I do like seeing what other people are up to but I am not sure I have a lot of
interesting things to contribute myself :|

------
partisan
I don't use my FB account. I think I am averaging a login every 5 years.

I use LinkedIn for professional networking but very sparingly.

I started using Mastodon recently and participate there but maybe a few times
a week.

I am on a few programming Slacks and fairly active there. That seems to hit
the sweet spot for an old IRC user like myself.

------
drdeadringer
My main use is reddit, followed by Hacker News and then Twitter.

I hard-deleted my Facebook account ~5 years ago; it had become a time-suck,
downer, and an obligation more than something fun. I don't miss it, though I
am aware that there are a few things I'm missing.

------
csnewb
I use Facebook to chat with friends and organize social events but do not post
personal content. LinkedIn is truly awful, my feed is flooded with recruiters
complaining about candidates or posting cringy motivational stories.

------
codegeek
facebook: Was fun way back in 2004 when it required a .edu email. Lately, not
so much as it has just become a photo-fest of who is doing what and where.

linkedin: I used it well for a while to connect with existing co-workers. I
still login once in a while to see my network. Ever since I started running my
own thing, recruiter emails have dropped even though not entirely.

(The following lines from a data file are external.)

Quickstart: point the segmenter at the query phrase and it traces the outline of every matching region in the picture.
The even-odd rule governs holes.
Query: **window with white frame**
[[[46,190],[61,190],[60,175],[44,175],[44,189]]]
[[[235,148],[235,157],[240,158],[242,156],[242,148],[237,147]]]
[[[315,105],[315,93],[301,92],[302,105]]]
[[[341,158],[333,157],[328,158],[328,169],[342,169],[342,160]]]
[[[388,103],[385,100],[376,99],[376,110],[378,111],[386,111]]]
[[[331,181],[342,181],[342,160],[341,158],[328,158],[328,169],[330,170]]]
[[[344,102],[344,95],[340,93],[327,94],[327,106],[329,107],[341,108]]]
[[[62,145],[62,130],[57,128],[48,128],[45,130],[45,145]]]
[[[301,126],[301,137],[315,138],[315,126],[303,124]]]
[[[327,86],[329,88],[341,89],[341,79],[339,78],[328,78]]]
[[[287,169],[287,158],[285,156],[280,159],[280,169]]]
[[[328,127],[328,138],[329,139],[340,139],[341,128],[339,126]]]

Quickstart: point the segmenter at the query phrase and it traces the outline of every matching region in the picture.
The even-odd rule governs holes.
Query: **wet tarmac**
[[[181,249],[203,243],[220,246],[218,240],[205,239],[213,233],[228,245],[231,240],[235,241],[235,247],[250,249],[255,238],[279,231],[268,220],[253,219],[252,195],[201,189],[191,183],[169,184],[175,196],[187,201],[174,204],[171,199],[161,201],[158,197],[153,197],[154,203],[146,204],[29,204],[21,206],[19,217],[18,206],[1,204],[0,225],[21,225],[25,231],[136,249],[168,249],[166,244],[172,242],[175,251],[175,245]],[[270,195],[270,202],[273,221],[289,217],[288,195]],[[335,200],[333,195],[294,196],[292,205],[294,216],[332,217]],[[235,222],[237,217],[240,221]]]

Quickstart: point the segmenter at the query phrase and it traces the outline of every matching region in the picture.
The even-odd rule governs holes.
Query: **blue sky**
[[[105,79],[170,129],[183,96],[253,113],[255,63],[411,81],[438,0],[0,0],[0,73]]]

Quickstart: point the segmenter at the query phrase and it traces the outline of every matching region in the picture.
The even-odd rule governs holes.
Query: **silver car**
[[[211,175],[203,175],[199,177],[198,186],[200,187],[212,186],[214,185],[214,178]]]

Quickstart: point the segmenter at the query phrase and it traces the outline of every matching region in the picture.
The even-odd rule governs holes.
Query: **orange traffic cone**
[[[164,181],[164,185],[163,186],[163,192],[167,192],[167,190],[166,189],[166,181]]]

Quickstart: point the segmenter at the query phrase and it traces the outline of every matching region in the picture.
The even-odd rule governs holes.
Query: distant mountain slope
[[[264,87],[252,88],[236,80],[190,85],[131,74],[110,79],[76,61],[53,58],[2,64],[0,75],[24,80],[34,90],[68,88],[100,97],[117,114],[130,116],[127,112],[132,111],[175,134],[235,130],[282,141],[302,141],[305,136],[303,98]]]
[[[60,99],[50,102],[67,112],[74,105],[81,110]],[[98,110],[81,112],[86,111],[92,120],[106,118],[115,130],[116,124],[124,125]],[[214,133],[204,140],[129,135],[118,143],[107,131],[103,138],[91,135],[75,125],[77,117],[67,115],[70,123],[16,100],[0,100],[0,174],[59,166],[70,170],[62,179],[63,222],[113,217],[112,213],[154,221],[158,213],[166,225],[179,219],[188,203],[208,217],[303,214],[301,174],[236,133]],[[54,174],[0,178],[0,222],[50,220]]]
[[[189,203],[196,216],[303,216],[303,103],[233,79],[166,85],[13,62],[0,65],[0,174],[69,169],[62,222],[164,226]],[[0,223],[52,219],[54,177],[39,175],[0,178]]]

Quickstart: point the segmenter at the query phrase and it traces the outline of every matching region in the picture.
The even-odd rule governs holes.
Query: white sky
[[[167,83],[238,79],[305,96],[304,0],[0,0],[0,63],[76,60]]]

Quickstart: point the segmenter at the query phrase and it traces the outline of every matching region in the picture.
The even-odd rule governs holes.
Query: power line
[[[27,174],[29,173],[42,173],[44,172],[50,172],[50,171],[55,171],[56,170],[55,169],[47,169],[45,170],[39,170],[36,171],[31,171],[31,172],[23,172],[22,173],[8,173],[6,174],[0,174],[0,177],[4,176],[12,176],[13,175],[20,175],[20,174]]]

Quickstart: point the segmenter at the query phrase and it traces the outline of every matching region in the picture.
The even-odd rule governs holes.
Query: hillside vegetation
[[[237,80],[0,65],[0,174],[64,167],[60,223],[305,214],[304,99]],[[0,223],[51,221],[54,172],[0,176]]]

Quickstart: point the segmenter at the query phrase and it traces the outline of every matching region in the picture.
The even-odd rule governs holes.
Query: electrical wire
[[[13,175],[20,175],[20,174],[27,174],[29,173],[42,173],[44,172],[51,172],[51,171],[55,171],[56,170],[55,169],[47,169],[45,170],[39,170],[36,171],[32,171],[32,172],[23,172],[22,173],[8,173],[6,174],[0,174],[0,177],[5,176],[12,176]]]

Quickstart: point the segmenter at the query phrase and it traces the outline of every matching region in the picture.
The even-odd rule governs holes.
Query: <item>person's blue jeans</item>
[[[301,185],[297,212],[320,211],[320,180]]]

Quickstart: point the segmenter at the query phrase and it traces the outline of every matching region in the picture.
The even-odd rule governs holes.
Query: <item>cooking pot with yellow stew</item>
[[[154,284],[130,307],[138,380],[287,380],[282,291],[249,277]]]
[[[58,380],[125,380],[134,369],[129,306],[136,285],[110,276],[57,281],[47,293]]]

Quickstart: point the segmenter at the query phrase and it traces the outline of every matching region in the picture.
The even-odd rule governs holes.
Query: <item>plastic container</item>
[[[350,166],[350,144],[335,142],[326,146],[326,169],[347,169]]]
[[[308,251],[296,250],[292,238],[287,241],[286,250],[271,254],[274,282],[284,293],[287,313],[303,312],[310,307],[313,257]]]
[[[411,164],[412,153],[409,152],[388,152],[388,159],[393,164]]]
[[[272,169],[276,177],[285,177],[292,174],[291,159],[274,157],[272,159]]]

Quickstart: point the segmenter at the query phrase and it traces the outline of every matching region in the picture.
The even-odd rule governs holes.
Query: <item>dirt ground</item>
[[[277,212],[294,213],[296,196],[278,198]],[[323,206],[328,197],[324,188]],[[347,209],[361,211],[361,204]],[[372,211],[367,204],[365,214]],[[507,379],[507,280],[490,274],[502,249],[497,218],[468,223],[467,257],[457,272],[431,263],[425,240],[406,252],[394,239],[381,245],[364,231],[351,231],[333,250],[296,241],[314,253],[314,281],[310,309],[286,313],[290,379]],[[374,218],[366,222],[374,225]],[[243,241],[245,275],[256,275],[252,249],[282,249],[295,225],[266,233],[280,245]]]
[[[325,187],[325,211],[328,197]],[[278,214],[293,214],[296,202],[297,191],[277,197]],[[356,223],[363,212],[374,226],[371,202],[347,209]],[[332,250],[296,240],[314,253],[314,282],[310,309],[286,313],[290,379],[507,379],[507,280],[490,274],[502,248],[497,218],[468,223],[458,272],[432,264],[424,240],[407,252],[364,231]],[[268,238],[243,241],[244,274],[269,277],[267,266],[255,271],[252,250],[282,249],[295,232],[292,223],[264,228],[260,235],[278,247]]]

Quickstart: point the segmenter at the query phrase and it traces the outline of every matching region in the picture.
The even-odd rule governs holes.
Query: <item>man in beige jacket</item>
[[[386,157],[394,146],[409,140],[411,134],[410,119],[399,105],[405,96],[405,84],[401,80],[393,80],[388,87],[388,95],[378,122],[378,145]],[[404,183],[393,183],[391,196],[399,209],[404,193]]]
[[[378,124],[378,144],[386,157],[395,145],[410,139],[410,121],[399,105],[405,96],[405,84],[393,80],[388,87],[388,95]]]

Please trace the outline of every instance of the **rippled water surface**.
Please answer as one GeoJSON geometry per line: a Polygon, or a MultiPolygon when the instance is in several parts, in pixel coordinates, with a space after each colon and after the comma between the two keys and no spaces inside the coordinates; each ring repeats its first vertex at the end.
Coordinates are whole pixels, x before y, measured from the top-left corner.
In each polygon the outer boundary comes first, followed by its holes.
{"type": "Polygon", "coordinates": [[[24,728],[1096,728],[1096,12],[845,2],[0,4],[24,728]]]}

twitter: Have one but who wants to see my tweets. No one apparently. I am
convinced that twitter is only for celebrities or for updates if you are a
company/organization.

------
atmosx
Only twitter, less than 30m per day. I'm also planning to use flickr to keep
family photos.

I don't have a facebook account.

Professional social network like... LinkedIn?

------
AznHisoka
I use Twitter once in awhile, but I tend to use apps like Nuzzel, and
CrowdTangle to get "curated" news from my friends/followers

------
tjalfi
I have never had a Facebook account.

I signed up for LinkedIn 2 years ago.

Goodreads is the only social network that I enjoy participating in.

------
Ro93
Facebook is my life

------
SeaDude
Scuttlebutt.nl

------
homosaphien
only HN and reddit, FB is toxic IMO

------
johngruber
No for both of them. I closed Linkedin few years back and now I receive some
emails through my website; much better quality.

Recently I closed Facebook as well as I was spending too much time there
involuntarily, and I've been really productive since then. Every day I miss it
less and less. Take into account that I used before and after Whatsapp as the
primary means of communication among my friends and family.